Many women with successful careers will point to effective self-promotion as an essential tool they leaned on to help propel them up the career ladder.
When you think about it, there can be lots of hurdles to overcome when it comes to getting this “art form” right…take too braggish of a tone and you’re not credible, craft too long of a story and risk losing your audience, etc. In addition, self-promotion might not be an instinctive behavior, particularly if you self-identify as an introvert.
Done well, self-promotion should be approached as a marathon vs. a sprint. Ideally, the goal is to showcase consistently over time how you think, solve problems and seize opportunities vs. a one-and-done share out.
Here are five tips on how to self-promote with grace, confidence and credibility.
- Get the “who” right – Think about your opportunities to influence upward, downward and sideways. It’s often best to preview with your manager so she’s in-the-know and can even coach on areas to showcase. Once vetted, share outcomes and lessons learned with a broader audience and/or senior leadership.
- Share the good, bad & the ugly – Often our instincts aren’t to show vulnerability and instead to focus on positive results.
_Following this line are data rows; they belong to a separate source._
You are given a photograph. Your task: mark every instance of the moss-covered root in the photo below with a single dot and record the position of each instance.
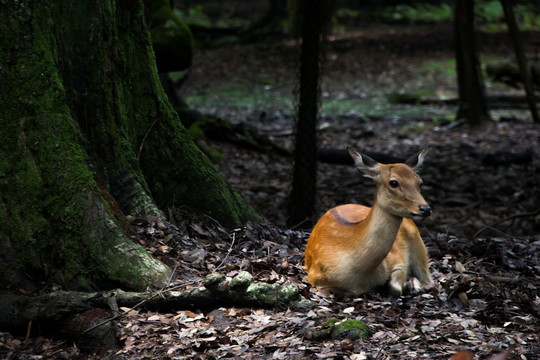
(333, 328)
(243, 291)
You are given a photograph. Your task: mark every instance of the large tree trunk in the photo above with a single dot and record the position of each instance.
(472, 94)
(88, 137)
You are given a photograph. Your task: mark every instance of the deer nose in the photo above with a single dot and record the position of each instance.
(425, 210)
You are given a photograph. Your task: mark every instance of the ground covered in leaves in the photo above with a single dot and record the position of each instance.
(483, 237)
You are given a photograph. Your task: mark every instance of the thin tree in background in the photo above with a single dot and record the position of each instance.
(472, 93)
(302, 198)
(520, 56)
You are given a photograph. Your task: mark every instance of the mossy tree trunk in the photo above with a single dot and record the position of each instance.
(88, 136)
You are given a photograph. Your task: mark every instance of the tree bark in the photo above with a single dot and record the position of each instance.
(302, 198)
(472, 94)
(520, 56)
(88, 136)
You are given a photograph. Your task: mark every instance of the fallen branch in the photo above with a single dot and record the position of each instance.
(88, 318)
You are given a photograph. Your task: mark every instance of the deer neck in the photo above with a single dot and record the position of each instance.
(380, 230)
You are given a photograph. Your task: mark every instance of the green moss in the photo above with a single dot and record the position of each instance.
(342, 329)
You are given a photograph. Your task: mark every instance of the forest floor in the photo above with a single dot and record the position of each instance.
(483, 186)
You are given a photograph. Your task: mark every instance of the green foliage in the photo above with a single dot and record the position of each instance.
(418, 13)
(490, 14)
(194, 16)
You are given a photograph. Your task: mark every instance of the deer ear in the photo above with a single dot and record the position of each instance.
(366, 165)
(416, 161)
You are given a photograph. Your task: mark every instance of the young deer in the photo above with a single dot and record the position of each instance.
(354, 248)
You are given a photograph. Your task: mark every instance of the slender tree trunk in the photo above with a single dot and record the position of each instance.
(520, 56)
(302, 198)
(88, 136)
(472, 94)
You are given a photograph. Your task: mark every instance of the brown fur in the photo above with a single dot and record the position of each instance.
(353, 248)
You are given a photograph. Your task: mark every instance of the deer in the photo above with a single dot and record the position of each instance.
(354, 248)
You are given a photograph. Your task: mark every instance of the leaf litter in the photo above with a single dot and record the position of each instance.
(485, 294)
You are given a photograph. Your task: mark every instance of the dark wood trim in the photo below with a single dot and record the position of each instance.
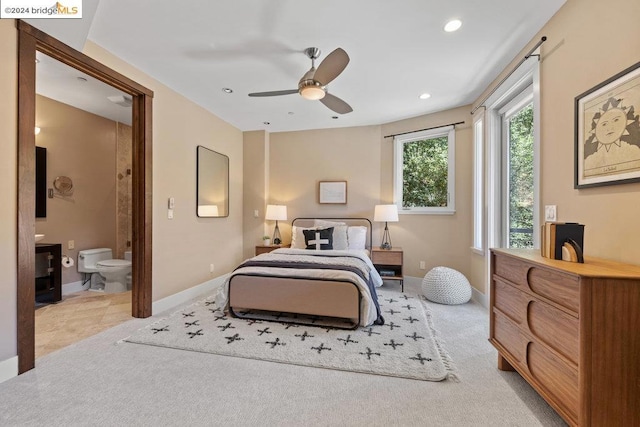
(31, 40)
(26, 293)
(141, 199)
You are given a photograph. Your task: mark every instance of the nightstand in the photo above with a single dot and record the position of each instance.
(266, 249)
(389, 262)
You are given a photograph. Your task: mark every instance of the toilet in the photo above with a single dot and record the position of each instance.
(100, 262)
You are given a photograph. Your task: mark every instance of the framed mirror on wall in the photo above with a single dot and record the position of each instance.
(212, 184)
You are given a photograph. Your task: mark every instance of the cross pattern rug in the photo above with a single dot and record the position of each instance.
(405, 346)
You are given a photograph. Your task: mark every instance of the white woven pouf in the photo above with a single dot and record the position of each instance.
(445, 285)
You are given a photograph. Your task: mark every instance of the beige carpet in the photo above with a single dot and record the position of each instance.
(97, 382)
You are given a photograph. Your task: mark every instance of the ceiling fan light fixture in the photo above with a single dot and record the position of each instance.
(312, 93)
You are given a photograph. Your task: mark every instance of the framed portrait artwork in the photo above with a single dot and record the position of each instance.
(607, 133)
(332, 192)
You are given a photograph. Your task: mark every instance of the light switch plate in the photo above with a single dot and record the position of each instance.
(550, 213)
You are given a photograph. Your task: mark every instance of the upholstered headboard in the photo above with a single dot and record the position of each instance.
(351, 222)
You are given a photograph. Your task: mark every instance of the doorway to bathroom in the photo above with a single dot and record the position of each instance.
(31, 41)
(85, 133)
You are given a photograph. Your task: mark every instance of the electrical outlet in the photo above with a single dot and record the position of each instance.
(550, 213)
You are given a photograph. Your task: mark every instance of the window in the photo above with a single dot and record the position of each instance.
(478, 186)
(425, 171)
(518, 206)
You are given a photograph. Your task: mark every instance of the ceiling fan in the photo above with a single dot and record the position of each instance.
(313, 85)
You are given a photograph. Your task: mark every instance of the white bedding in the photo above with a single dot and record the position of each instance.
(367, 306)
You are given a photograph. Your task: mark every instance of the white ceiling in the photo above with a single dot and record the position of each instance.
(398, 50)
(65, 84)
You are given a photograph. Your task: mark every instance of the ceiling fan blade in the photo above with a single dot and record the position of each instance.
(331, 66)
(336, 104)
(275, 93)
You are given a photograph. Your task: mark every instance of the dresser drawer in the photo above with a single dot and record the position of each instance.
(558, 379)
(562, 289)
(555, 328)
(548, 324)
(510, 337)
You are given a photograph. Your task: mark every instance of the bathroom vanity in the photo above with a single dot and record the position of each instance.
(48, 271)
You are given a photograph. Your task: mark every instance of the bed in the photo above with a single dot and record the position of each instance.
(331, 284)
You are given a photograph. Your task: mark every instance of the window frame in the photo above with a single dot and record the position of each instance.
(505, 113)
(398, 182)
(478, 186)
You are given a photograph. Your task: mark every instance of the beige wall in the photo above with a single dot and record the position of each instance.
(299, 160)
(8, 188)
(82, 146)
(435, 239)
(588, 42)
(364, 158)
(255, 152)
(184, 247)
(124, 188)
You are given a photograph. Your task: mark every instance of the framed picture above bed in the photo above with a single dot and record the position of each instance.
(332, 192)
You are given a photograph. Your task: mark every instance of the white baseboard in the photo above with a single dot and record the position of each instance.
(479, 297)
(186, 295)
(8, 369)
(70, 288)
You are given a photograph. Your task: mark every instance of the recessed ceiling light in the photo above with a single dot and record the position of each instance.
(453, 25)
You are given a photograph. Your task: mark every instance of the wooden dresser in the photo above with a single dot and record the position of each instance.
(572, 331)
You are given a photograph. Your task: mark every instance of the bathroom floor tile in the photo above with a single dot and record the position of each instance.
(78, 316)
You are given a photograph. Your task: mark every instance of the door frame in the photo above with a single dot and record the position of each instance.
(30, 40)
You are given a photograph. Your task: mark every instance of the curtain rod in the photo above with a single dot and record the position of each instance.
(527, 56)
(420, 130)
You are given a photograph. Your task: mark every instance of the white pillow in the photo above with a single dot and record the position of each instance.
(297, 237)
(357, 237)
(340, 239)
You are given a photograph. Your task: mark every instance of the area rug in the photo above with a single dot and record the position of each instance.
(405, 346)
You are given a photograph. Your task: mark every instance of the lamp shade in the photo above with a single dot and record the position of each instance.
(207, 210)
(386, 213)
(276, 212)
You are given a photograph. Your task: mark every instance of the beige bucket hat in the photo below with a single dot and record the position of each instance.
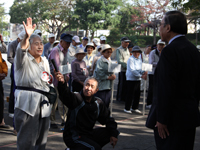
(80, 51)
(105, 47)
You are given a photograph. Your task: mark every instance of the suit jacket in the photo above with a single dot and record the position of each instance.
(176, 87)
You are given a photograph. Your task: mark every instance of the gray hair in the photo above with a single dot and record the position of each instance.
(91, 78)
(34, 36)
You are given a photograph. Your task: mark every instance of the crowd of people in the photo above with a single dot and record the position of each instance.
(74, 77)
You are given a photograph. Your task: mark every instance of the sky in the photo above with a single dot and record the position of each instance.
(7, 4)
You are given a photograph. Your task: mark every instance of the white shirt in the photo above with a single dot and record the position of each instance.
(28, 74)
(175, 37)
Your insights will be viewed as more credible if you’re not just gushing about a project’s success but also sharing opportunities for improvement and what you learned along the way.
- Lift up while climbing – Share the credit by using both “I” and “we” to recognize your unique contributions as well as the efforts of those on your team, business partners and yes, your managers. After all, if they look good, you look good. And, if they’re happy, you’re happy.
- Don’t make it one-way – Consistently acknowledge colleagues’ contributions to projects (yours or their own) to demonstrate your interest and support. And, privately and publicly say thank you to your team for their efforts, often.
- Embrace brevity – More people are likely to read/listen all the way through if you send an email or share a presentation that tells a great story, concisely.
We’d love to hear other tips that have worked for you, even lessons learned from major fails!
2 CommentsLeave a comment
I once had a colleague who used “I” in every report she gave. It got to the point where eyeballs rolled whenever she spoke. Her staff rebelled by leaving for greener pastures. My point is that people do notice if you are a credit hog.
And I agree with sharing the good, bad and ugly. This same person surprising had nothing but success stories to share. Our budget told another story.
I make a point to always personally and publicly thank my team or colleagues in other departments for their support or work (and even if I don’t believe they contributed much!). I believe being generous with my gratitude has made others want to put in the extra effort for me. And if I can name drop in front of other executives or our board, even better. It’s so easy to do and the benefits continue long after the meeting.
Autumn, great points. I think everyone is afraid of being THAT person. Love the acknowledgement practices that you mention too.